The Three Possible Classes of Interstellar Travel (forbes.com)
An anonymous reader writes: The stars call to us through the ages, with each and every one holding the promise of a future for humanity beyond Earth. For generations, this was a mere dream, as our technology allowed us to neither know what worlds might lie beyond our own Solar System or to reach beyond our planet. But time and development has changed both of those things significantly. Now, when we look to the stars, we know that potentially habitable worlds lurk throughout our galaxy, and our spaceflight capabilities can bring us there. But so far, it would only be a very long, lonely, one-way trip. This isn't necessarily going to be the case forever, though, as physically feasible technology could get humans to another star within a single lifetime, and potentially groundbreaking technology might make the journey almost instantaneous.
Only a blank page.
No, I'm not going to enable Javascript on two dozen sites to see this shit. Post a real link or STFU.
So it looks like I won't be reading it. Such a shame.
Um, your 1 and 2 are the same as 3.
And your ridiculous 'embryo freezing' only requires a fully functional human society at the other end, to, um, you know, take 9 months to squeeze out a baby.... Which will need a fully functioning human society to educate it for the next 25 years...
Say, you don't have any ethical qualms about sending human beings (*YOU* called them that, BTW) to some unknown hell, against their wishes?
What makes you so special you get to choose that? Your collection of Star Trek novels?
You Space Nutters get uglier and uglier all the time...
First, the link goes to forbes.com which blocks any browser with an ad-blocker. http://fortune.com/2015/12/22/...

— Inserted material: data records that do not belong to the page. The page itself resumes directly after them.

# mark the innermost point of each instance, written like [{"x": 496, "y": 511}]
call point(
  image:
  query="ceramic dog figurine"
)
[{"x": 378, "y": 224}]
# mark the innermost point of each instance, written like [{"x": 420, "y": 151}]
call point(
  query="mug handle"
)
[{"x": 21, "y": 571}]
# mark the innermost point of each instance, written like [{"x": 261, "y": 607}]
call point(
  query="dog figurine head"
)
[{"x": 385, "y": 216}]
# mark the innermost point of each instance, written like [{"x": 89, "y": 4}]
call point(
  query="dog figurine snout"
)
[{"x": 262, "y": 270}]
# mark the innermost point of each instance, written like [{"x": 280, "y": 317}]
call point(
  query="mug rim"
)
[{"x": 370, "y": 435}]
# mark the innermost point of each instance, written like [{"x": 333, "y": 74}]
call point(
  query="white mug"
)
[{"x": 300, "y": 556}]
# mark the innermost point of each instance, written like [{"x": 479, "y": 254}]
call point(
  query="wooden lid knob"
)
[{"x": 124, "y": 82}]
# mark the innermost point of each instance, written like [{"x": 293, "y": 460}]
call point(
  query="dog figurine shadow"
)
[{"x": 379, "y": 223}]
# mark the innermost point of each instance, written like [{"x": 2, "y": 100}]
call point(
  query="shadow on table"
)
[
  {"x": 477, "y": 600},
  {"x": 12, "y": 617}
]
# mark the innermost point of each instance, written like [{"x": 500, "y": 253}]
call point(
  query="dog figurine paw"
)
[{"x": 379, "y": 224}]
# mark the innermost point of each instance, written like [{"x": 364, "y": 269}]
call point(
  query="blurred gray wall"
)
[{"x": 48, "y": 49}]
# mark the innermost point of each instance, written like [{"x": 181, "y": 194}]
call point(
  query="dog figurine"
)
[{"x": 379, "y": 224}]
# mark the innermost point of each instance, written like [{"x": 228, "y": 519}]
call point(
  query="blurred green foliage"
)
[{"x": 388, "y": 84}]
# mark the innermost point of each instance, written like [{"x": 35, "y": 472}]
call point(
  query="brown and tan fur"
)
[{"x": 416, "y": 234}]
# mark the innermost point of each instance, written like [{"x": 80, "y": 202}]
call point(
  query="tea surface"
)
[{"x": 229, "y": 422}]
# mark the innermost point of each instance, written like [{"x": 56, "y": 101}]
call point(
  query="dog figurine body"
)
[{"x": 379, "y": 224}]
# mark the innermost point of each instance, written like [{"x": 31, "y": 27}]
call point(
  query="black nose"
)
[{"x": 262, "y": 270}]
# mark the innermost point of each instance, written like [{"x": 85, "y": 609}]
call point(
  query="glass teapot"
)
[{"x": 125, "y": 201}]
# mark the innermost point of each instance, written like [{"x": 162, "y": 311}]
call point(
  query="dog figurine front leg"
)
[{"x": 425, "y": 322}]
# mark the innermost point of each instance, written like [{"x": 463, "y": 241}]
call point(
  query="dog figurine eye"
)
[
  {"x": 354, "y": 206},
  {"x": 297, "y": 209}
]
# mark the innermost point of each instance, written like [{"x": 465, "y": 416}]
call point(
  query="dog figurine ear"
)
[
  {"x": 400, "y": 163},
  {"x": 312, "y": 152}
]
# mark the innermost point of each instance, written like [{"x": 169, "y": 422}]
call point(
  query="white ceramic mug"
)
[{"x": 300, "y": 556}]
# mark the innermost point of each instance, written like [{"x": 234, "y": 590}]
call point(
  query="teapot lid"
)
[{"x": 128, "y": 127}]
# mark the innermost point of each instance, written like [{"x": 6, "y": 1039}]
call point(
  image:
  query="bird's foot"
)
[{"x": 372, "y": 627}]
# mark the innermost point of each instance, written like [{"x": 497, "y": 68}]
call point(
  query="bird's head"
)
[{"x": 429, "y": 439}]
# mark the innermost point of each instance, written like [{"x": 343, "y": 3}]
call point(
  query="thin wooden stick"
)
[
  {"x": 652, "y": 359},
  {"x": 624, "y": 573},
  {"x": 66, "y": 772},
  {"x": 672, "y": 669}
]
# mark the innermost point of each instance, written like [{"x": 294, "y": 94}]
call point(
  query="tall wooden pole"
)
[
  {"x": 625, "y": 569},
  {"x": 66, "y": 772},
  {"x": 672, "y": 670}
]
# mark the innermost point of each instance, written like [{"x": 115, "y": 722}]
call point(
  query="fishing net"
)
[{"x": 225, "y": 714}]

That's ironic and hamfisted, but particularly in light of Forbes own September 2015 article that says ad blockers won't hurt online adversiing. http://www.forbes.com/sites/ro...
Second, the summary of this "anonymous posting" says:
The stars call to us through the ages, with each and every one holding the promise of a future for humanity beyond Earth
No. They don't. Humans evolved to live here, on Planet Earth. Not on our own star, or on any other star, and humanity's future is right here where we have an entire planet we were built for... not on a foreign star.
How CRAZY would we think it of MONKEYS who want to live underwater? We'd marvel at why happy jungle monkeys would leave a comfortable environment free of most predators and full of food to go somewhere hostile where they can't breathe, their temperature will decay, and without machine aids would soon die.
That's no different than us claiming that other stars[sic] becon us to live there. No. There's great scientific exploration to be done, and we could even establish limited outposts where machines keep us alive despite the harsh vacuum and cold [or relative heat] of space. The ISS is a good example of one such outpost. However, there's no "interstellar colonialism" happening because the rest of the universe is inhospitable.
Saturday... when an "anonymous" (friend of the editor?) posts something that makes no sense, and links to a site that's about as close to a paywall as you can get.
Ehud
You can make human colonies in faraway places without humans having to travel there. In 200 years, I expect that we will be able to reproduce entire ecosystems from data alone. That data "recipe" could be packed into a rather small package and transported slowly to many distant solar systems to germinate into diverse islands of life and civilization. Once this becomes possible, I really doubt that nobody is going to get around to doing it. We will need an autonomous asteroid miner, ore processor, and a primitive 3D printer to produce other, increasingly more precise and specialized machines. To do their job, all they will need is the right software, lots of ordinary rocks, and the energy of a nearby star. The system will be able to build anything that we are able to build, including viable cells with human DNA, and the technology to gestate them. With careful planning, I suspect that the starter kit will fit inside the volume of a shipping container. Since the data/software will be stored in a very stable medium, these seeds will work even if their trips to the stars are slow. But if we spam the galaxy with these little seeds, the future of humanity will eventually be pretty grand.
No, the Forbes link is a trashcan of trackers and harmful scripts. Please mod up non-Forbes links when possible.
The Forbes link demands that I turn off my ad blocker. Therefore I won't click on it.
How did this get posted the the /. main-page? Forbes is a magazine about money, with a known editorial slant. The article's author apparently discovered science fiction novels, and then perused Wikipedia for all of his sources (except for a pic or two from NASA/JPL, which are public == free).
WP is great, but for some bozo to lazily summarize a few WP articles, all written by many volunteers, including their fair-use images, and then selling it in a for-profit magazine w/website is disgusting.
It's totally against everything that Wikipedia is about. Ah, but it is also everything that Forbes is about. So there is that.